Capital punishment in Puerto Rico, an unincorporated territory of the United States, is abolished. However, a number of people were executed in the territory before abolition. A person who commits a federal crime in Puerto Rico can receive the death penalty.

==History==
From the 16th century until 1898, Puerto Rico was a part of the Spanish Empire. The number of people executed in Puerto Rico by the Spanish authorities is: 289 in the 16th century, 70 in the 17th century, 44 in the 18th century and 144 in the 19th century.

As a result of the Spanish–American War, Puerto Rico became U.S. territory. 27 people were executed under American administration during the 20th century. The authorized method of execution was hanging, although in 1900, the American military authorities executed at least five convicted murderers using the garrotte method that was a legacy of Spanish rule.

Two men, Arocho y Clemente (Carlos Arocho Guzmán and Jacinto Clemente Echevarría) were sentenced for the rape and murder of a 13-year-old girl. At the time, it was one of the worst crimes in the annals of Puerto Rico crime history.
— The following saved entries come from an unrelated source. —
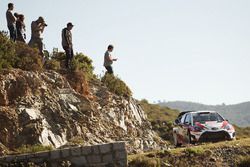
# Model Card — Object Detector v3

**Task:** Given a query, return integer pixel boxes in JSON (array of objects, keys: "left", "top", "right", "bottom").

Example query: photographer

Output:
[
  {"left": 28, "top": 16, "right": 47, "bottom": 56},
  {"left": 15, "top": 13, "right": 26, "bottom": 43}
]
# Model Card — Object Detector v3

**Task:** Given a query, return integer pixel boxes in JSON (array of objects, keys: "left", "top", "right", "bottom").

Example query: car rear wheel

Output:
[{"left": 173, "top": 133, "right": 182, "bottom": 147}]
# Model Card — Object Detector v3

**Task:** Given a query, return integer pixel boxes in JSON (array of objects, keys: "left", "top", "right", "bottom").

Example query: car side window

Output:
[
  {"left": 180, "top": 114, "right": 186, "bottom": 124},
  {"left": 184, "top": 114, "right": 191, "bottom": 125}
]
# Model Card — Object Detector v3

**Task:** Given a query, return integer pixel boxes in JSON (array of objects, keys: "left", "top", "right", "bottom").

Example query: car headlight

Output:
[{"left": 224, "top": 124, "right": 234, "bottom": 130}]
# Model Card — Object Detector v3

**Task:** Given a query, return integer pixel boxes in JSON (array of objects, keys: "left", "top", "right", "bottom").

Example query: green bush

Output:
[
  {"left": 15, "top": 144, "right": 53, "bottom": 154},
  {"left": 50, "top": 51, "right": 94, "bottom": 78},
  {"left": 71, "top": 53, "right": 94, "bottom": 76},
  {"left": 101, "top": 74, "right": 132, "bottom": 97},
  {"left": 185, "top": 147, "right": 205, "bottom": 156},
  {"left": 0, "top": 31, "right": 43, "bottom": 71},
  {"left": 44, "top": 59, "right": 61, "bottom": 70},
  {"left": 139, "top": 100, "right": 179, "bottom": 143},
  {"left": 0, "top": 31, "right": 16, "bottom": 70},
  {"left": 14, "top": 42, "right": 43, "bottom": 71},
  {"left": 129, "top": 156, "right": 160, "bottom": 167}
]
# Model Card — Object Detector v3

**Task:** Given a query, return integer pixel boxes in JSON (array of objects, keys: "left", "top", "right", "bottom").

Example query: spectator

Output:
[
  {"left": 15, "top": 14, "right": 26, "bottom": 43},
  {"left": 6, "top": 3, "right": 16, "bottom": 41},
  {"left": 104, "top": 45, "right": 117, "bottom": 74},
  {"left": 62, "top": 22, "right": 74, "bottom": 69},
  {"left": 28, "top": 17, "right": 47, "bottom": 56}
]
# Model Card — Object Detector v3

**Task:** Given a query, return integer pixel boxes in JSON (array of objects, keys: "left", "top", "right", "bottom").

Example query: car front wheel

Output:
[
  {"left": 173, "top": 132, "right": 182, "bottom": 147},
  {"left": 187, "top": 131, "right": 195, "bottom": 144}
]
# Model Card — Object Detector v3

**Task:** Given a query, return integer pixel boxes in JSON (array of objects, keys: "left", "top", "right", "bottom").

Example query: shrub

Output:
[
  {"left": 129, "top": 156, "right": 160, "bottom": 167},
  {"left": 44, "top": 59, "right": 61, "bottom": 70},
  {"left": 71, "top": 53, "right": 94, "bottom": 76},
  {"left": 237, "top": 156, "right": 250, "bottom": 167},
  {"left": 64, "top": 71, "right": 90, "bottom": 96},
  {"left": 101, "top": 74, "right": 132, "bottom": 97},
  {"left": 15, "top": 144, "right": 53, "bottom": 154},
  {"left": 50, "top": 51, "right": 94, "bottom": 78},
  {"left": 185, "top": 147, "right": 205, "bottom": 156},
  {"left": 0, "top": 31, "right": 16, "bottom": 70},
  {"left": 0, "top": 31, "right": 43, "bottom": 71},
  {"left": 14, "top": 42, "right": 43, "bottom": 71}
]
The death penalty sentence on Arocho was appealed and made its way to the U.S. Supreme Court, only to be upheld. They were both hanged on June 27, 1927.

The last person executed in Puerto Rico was Pascual Ramos, hanged for murder in 1927. Two years later, in 1929, the Legislative Assembly of Puerto Rico abolished capital punishment. The Puerto Rico's constitution expressly states that "The death penalty shall not exist."

Despite these provisions, the death penalty can and has been sought for federal crimes committed in Puerto Rico. This has been done under the federal government jurisdiction, for people tried and convicted in federal court.